I do want to put in a plug for Intel Inspector XE's "memory inspection" which was a big help in locating the problem for me, but then I had to go digging into assembly to figure out exactly what went wrong.

"Do you have evidence that there is a problem with the function value as argument?" Well, as you can see, it's anecdotal. Outside of the reproducer code in Message #5, I've not been able to create an issue with automatic reallocation; but this very same reproducer seems to work if the function in the actual argument in line 252 is replaced with an array, as shown with the workaround in Message #10.

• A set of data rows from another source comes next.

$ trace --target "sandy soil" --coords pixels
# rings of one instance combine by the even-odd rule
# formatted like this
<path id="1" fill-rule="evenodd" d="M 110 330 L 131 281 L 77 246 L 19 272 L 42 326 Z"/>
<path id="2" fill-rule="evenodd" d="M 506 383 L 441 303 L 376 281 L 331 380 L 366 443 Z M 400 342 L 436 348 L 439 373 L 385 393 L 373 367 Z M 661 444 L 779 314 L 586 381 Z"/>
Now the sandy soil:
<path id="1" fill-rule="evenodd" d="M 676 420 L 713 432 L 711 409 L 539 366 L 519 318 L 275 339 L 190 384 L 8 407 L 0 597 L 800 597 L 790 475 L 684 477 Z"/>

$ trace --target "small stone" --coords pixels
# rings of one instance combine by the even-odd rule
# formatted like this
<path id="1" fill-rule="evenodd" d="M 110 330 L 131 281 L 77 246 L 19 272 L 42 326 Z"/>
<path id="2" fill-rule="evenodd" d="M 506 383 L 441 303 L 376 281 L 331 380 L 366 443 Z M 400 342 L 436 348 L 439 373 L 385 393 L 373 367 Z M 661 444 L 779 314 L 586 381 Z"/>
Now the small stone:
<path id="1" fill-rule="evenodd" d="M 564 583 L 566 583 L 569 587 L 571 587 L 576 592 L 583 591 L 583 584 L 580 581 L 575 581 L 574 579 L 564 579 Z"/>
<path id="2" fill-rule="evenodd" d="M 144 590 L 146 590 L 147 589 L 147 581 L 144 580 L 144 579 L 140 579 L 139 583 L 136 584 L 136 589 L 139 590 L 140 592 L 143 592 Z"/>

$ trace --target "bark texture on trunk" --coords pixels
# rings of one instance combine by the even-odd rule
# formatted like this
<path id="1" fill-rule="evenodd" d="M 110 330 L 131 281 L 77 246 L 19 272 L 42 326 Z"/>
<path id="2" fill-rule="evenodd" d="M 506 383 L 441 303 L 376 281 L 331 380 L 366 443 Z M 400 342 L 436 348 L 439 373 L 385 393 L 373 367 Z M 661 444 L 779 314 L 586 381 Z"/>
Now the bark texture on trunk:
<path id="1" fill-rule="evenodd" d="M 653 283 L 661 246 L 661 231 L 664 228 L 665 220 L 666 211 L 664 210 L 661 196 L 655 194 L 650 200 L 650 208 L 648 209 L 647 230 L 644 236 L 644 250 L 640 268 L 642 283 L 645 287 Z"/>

Re: stack corruption, I was only going by what you said in Message #6.

Thanks,

jimdempseyatthecove · ‎09-15-2016

>> a local array should also work and in some situations

If you know for a fact that threaded and/or recursive use will not be used, the work area can be attributed as SAVE and you could explicitly use array slices for size require, enlarging the array only when necessary. This would reduce the number of allocate/deallocate (assuming that is a performance issue). I noticed in V17 that some of the OpenMP TASK is using the TBB scalable allocator. I haven't looked closer to see if the ALLOCATE and DEALLOCAT statements are now using the TBB scalable allocator. If so, then, depending on the sizes of the allocations the time "saved" on reducing the allocate/deallocate might not be so great.

Jim Dempsey

Steven_L_Intel1 · ‎09-15-2016

I was just speculating regarding stack corruption until I found the real culprit.

Steven_L_Intel1 · ‎11-01-2016

The bug reported here will be fixed in Update 2.